Suicidal Note
There on the shore, before the ocean,
I talked with God- devoid of motion
Like windless, cloudy night I stood
Becoming One with ease and solitude.
In lack of anger and of morbid noise-
Possessed by calm and even voice-
I asked Him why so soon she left
And yet of bliss I felt not bereft.
"Beloved Son! With angels august on a par-
Endowed with insight, thy precious gift don't mar!
She did forsake you but so did transient spring!
They always come...away they always shrink
Until you turn into their sorrow's constant heir
And their sorrow seems so comfortable for you to bear!
But yet, to give the proper answer
To why your heart by weird cancer
Is being eaten to the very bone,
Yet pain you feel as much as feels a stone,
I must go back to the first sunrise-
The one that soared through virgin skies.
The times when man collided with the devil
To share all his knowledge and his evil.
The times when I by anger overrun
Have made them leave the garden of the Sun-
Adam and Eve- the very fruits of my will free
Expelled for wishing freedom, chastened brutally.

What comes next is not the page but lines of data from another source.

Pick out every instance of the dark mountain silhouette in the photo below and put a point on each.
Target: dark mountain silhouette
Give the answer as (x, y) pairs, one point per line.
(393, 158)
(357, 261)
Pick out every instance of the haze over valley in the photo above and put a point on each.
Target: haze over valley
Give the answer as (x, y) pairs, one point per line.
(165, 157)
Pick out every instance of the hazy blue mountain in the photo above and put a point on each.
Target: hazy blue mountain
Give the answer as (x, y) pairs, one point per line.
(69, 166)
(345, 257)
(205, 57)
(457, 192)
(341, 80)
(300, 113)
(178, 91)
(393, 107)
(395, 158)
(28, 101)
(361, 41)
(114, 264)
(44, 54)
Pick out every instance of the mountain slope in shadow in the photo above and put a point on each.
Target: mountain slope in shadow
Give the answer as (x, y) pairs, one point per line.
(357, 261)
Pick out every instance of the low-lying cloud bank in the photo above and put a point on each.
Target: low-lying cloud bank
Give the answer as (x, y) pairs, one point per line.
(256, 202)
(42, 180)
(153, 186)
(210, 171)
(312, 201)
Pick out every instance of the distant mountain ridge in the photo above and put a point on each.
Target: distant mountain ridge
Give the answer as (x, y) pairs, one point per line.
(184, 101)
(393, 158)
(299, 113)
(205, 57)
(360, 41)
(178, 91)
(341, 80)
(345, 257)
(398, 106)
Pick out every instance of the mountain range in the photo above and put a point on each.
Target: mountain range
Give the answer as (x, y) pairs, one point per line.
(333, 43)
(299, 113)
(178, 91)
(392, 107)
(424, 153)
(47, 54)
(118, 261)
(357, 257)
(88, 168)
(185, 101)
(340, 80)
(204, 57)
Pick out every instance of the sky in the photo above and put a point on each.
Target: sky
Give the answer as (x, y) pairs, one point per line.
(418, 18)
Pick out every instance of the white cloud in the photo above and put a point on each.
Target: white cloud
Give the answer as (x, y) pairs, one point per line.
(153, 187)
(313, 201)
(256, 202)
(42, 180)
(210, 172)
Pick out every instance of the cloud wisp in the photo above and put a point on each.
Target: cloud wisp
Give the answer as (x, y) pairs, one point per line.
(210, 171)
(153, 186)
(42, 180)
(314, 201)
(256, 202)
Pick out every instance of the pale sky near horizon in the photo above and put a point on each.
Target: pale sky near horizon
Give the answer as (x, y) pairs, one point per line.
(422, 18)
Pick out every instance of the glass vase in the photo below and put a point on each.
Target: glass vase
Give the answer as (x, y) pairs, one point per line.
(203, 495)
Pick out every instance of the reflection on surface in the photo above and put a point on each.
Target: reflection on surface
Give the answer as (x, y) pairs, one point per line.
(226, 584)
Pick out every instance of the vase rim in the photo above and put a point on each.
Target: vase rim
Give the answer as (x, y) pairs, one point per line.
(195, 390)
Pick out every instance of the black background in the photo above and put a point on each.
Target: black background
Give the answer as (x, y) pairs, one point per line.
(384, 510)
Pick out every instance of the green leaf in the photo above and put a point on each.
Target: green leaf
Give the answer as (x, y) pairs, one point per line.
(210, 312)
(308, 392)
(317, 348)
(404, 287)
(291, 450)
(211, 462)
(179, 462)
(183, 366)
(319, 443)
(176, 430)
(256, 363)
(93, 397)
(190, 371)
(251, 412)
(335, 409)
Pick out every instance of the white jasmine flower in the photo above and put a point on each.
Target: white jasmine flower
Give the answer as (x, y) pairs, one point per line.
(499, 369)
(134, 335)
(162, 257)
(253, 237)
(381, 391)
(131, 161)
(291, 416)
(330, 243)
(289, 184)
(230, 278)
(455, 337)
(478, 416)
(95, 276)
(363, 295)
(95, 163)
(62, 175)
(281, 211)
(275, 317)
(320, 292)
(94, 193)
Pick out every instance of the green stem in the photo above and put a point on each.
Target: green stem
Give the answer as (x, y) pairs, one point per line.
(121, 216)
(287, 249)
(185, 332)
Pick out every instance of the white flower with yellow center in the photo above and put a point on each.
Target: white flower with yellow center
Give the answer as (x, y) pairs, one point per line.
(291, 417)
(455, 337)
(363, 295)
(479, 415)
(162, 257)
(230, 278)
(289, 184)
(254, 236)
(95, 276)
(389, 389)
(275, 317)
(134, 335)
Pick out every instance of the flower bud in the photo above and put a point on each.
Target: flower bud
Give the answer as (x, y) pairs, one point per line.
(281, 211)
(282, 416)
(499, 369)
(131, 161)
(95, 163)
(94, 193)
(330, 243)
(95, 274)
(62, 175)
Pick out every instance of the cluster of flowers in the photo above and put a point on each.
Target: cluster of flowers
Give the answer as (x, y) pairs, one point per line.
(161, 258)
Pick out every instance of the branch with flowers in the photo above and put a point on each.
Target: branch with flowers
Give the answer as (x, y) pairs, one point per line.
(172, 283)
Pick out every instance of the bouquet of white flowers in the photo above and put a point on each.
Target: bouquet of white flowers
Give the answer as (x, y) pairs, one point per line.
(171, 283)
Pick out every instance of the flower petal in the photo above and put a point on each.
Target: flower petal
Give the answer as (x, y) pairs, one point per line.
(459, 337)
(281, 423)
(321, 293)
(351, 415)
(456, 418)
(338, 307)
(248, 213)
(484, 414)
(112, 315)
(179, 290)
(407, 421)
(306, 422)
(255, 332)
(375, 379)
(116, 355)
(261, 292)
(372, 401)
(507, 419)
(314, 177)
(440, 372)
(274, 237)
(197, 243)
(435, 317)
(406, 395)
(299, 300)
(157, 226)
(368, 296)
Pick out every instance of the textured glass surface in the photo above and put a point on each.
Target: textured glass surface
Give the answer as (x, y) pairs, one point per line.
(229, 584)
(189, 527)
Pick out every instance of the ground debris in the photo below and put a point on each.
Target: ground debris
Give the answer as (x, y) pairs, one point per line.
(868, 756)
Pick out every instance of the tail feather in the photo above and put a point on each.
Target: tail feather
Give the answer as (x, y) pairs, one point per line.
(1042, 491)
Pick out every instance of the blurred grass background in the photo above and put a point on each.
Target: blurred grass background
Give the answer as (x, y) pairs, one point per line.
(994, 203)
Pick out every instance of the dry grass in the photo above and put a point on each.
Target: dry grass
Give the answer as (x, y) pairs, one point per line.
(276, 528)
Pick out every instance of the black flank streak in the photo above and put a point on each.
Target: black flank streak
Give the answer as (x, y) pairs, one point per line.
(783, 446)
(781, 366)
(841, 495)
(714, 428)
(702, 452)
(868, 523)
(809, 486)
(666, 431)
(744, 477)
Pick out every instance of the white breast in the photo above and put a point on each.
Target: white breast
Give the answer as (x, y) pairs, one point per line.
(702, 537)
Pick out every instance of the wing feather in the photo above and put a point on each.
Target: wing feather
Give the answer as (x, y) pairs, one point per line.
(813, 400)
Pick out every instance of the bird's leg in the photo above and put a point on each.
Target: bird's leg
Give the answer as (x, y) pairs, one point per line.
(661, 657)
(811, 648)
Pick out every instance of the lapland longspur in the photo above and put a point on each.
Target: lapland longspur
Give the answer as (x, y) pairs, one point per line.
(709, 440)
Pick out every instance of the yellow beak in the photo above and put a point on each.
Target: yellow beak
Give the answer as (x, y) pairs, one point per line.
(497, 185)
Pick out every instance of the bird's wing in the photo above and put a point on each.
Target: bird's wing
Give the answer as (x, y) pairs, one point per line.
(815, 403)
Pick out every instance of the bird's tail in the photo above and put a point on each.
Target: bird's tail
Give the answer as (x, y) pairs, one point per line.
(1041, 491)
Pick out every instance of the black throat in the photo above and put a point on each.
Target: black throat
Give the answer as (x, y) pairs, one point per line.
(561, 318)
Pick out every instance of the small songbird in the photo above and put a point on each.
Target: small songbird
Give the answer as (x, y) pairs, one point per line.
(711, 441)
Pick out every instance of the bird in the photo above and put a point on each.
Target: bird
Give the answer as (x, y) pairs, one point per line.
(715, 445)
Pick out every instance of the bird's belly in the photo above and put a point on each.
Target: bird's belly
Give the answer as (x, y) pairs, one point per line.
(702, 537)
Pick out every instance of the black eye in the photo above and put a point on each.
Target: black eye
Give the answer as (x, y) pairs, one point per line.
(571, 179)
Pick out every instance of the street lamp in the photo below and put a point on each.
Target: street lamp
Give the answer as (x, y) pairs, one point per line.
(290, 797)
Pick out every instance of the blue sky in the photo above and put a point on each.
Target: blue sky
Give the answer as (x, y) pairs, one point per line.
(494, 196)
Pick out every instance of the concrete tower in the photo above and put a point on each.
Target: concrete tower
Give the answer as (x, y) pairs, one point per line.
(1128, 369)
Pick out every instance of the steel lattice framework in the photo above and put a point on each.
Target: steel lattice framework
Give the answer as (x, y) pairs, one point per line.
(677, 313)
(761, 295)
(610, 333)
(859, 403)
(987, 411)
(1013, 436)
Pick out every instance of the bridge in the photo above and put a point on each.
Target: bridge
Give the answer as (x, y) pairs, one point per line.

It was not jealousy that tossed me in the sinful act
Rather, I was scared to be abandoned, but in fact
I am now lonesome just like long ago
And regret is slowly cankering my soul.
Those were the times when she last was here-
A spirit so supreme, a touch incorporeal.
Existing long before me, no creation of mine,
Than me, the Lord, this being was even more divine.
Disgusted by the unforgiveness and the rage which in me burned
She left this world so mournful and never have returned.
But right before this beauty unwillingly flew off
A word she gently whispered- the word, I think, was "Love".
Since then I have been looking for this majesty unheard
But every time I find this strange and stupid word.
You see, the answer to your question I've made away to sail
And all, it seems, my fault is- I am the God that failed!"